The EUD and surviving fraction values calculated from the simple sphere model are in excellent agreement with the Monte Carlo derived values (Figs. 56). While a small discrepancy begins to appear between model and simulation EUD for large values, the results shown in Figs. 5c, 5d indicate that this is not because of the growing size of the models, but rather because of an increasing absorbed dose to α (and β) ratio. As expected, the dosimetric quantities are most affected by the lower end of the absorbed dose distributions, in particular, once those distributions move beyond the 1/α [and (1/β)^1/2] values. For lower α and β values [Fig. 5c], the discrepancies disappear. For larger α (and β) values, they increase. Quantitatively, this difference grows to an order of magnitude for a surviving fraction of 1 in 10¹⁰. This means, for example, a difference between a 100% chance of having a single cell survive in a 100 g tumor (∼10¹¹ cells) and only a 10% chance of having a cell survive in the same tumor. There is a caveat to the indications that these results hold true for larger sizes. As the tumor grows in size, the contribution from long-range particles (photons) will increase. The contribution of this component to the cell-by-cell absorbed dose variability is unclear, and it could potentially have a smoothing effect, which would reduce the width of the absorbed dose distributions. Although the variation in α and β values in Figs. 5c, 5d are an artifice to replace the simulation of larger models, they can also be informative for cellular constructs with those specific α and β values. While it is unlikely that there exists tumors cells or even normal tissue with the higher values of α and β (extremely radiosensitive), Fig. 5c represents the results for a more radioresistant tumor cell line. This is not to imply that more highly resistant strains are more accurately represented by this model; rather that, as stated above, the absorbed doses delivered here are well below the values required for tumor control.

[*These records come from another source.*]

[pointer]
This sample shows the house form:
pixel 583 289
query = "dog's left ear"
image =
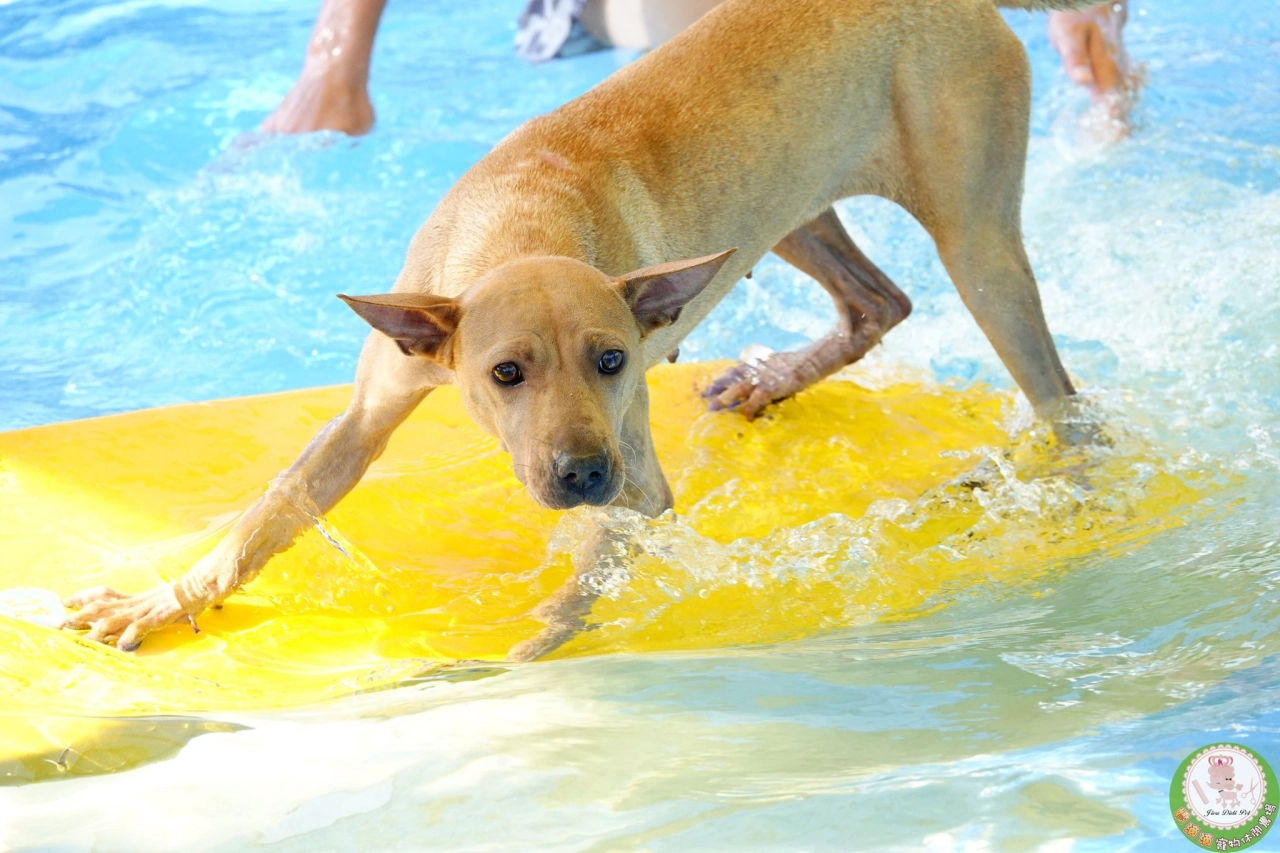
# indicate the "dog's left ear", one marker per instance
pixel 420 323
pixel 657 295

The adjusted spherical models’ TCP values are comparable with the cellular model TCP values, validating the adjusted spherical model. The results in Fig. 6 show a difference of 0.8% in administered activity for a same TCP result for the largest (1M cell) model. The average for all models is 1.2% ± 0.67%, very reasonable values, and clearly below typical experimental uncertainties, as well as a considerable improvement over the nonadjusted values, which significantly underestimate the activity needed for tumor control at larger tumor sizes (the “average” values in Fig. 6; for a 1 g tumor the average value would only be 77% of the model value).

Exponential penetration model

More realistic models that include some activity penetration and the subsequent decomposition of contributing dosimetric quantities in radial bins have been studied by, among others, Lechner et al.,⁴⁰ using mcnp, and Bouchat et al.,⁴¹ who introduced the concept of SCP or shell control probability as a radial dependent TCP. However, here too, average absorbed dose values are used as the basis for calculating the dosimetric quantities. The adjusted spherical model presented here works equally well for the given example of nonhomogenous activity distribution (Tables 3, TABLE IV.); this is in fact, indicative of independence with respect to any parameter dependence of the distribution of activity, such as the radius. A reasonable assumption would be that any macroscopically measured activity, including clinical cases measured with SPECT or PET, may be modeled dosimetrically at the cellular level by the adjunction of the cellular statistical fluctuation.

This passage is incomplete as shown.